Police are calling on members of the public to conduct business transactions using national ID cards rather than drivers permits after they made a major breakthrough in a fake identity scam.
The call follows the arrests of an imposter who impersonated a Barrackpore housewife and rented cars which were then sold to unsuspecting victims in South Trinidad.
The suspect was nabbed on Wednesday night during a sting operation at Grand Bazaar. Police officers led by PC Ali seized the imposter's fake credentials even as she insisted that she was innocent.

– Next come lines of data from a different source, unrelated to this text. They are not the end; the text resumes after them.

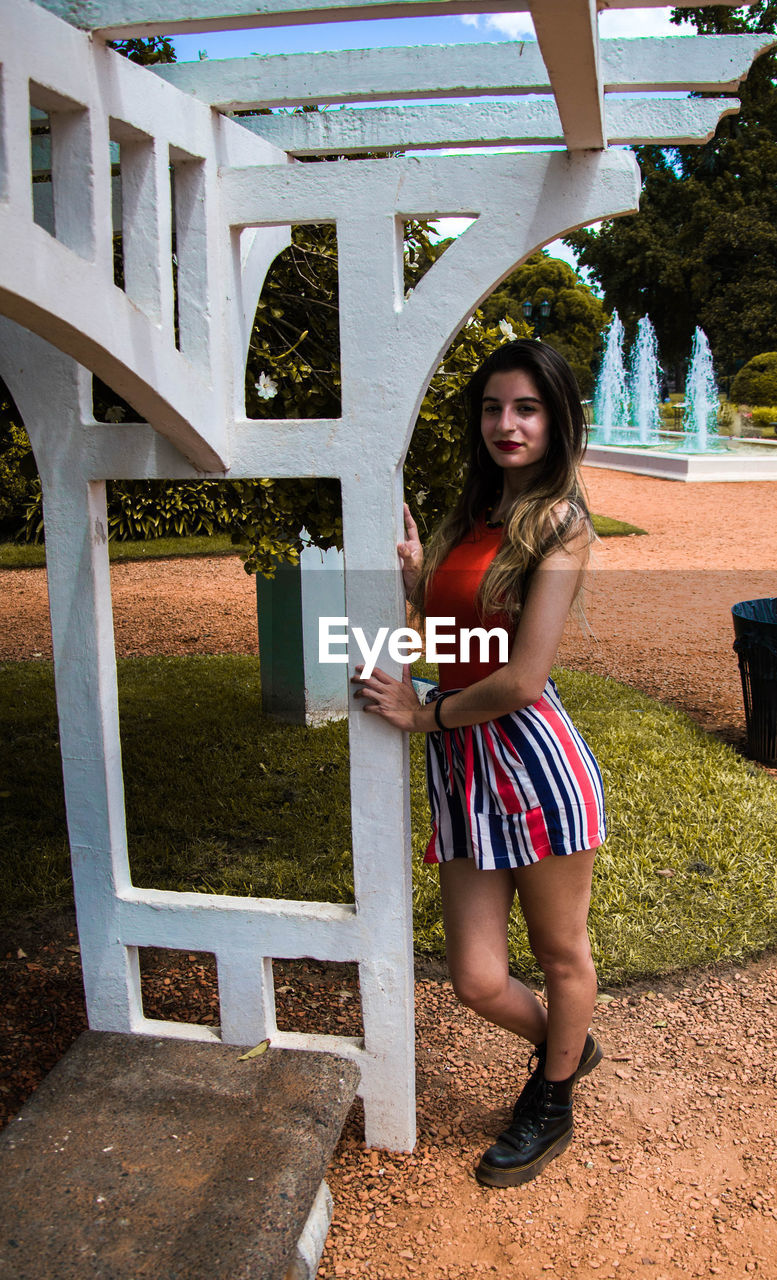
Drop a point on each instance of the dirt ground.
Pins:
(673, 1168)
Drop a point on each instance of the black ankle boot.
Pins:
(589, 1059)
(540, 1132)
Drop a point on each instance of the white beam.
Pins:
(702, 63)
(123, 18)
(536, 123)
(568, 39)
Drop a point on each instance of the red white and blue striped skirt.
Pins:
(513, 790)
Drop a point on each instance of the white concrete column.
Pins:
(88, 720)
(380, 821)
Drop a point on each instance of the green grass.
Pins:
(608, 528)
(220, 799)
(33, 556)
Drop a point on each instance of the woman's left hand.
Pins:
(393, 699)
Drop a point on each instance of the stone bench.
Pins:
(172, 1160)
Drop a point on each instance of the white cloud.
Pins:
(627, 23)
(517, 26)
(613, 23)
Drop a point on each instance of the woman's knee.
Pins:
(563, 958)
(481, 988)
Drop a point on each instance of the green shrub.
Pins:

It is believed that the woman has been impersonating housewife Sheba Baksh-Soondar over the last month, conducting more than five transactions for illicit financial gain.
During an exclusive interview with Guardian Media, housewife Sheba Baksh-Soondar said the arrest of the imposter had finally brought some measure of relief to her and her family.
Baksh-Soondar said she never dreamed that she would be a victim of identity theft.
Recalling her trauma, Baksh-Soondar said she was at home with her four children on August 2 when a friend called her to say her name was being called on Ian Alleyne's Crime Watch programme.
Baksh-Soondar said she watched in horror as Alleyne showed a driver's permit with someone else's photograph. The permit bore her name, address, date of issue, expiration date and date of birth.
Baksh-Soondar contacted Alleyne and later appeared on his show showing her authentic documents.
"He told me that a vehicle was rented under my name and the vehicle was subsequently sold to another person. He took my drivers permit and my photograph and advised me to make reports," Baksh-Soondar added.
She later went to the San Fernando Police Station, the Fraud Squad and the Licensing Office. However, Baksh-Soondar said the Licensing Office officials advised her to write to the Commissioner of Transport as they had no avenues available to lodge reports.
"I then circulated on Facebook my DP and the impersonator's fake permit which was shared over 600 times," she added.
On August 17, Baksh-Soondar said she received a visit from a team from Car Search who came to reclaim a vehicle which they said they sold. Again Baksh-Soondar provided a copy of her reports and advised the Car Search team that she was the victim of identity theft.
"They left when they realized I was not the person they were looking for," she recalled.
A few days later Baksh-Soondar said she got a call from PC Ali who requested copies of her national ID card, drivers permit and other documents.
"He said he was doing an enquiry with a vehicle under the same name and that it was reported that I rented a vehicle and then sold it someone else. There were at least five incidents of the same nature. I told the police I had no problem cooperating and I went to the station and submitted the documents," she said.
Most of the vehicles were rented in North Trinidad and sold in the South.
A senior police officer said yesterday that the matter is under investigation and enquiries were at a sensitive stage.
Baksh-Soondar said even though the officers have arrested the suspect she was still in fear of her life.
"The people whom she scammed may come looking for me and I am very worried about this," she added.
Efforts to contact Transport Commissioner Basdeo Gosine and Works Minister Rohan Sinanan for comment proved futile.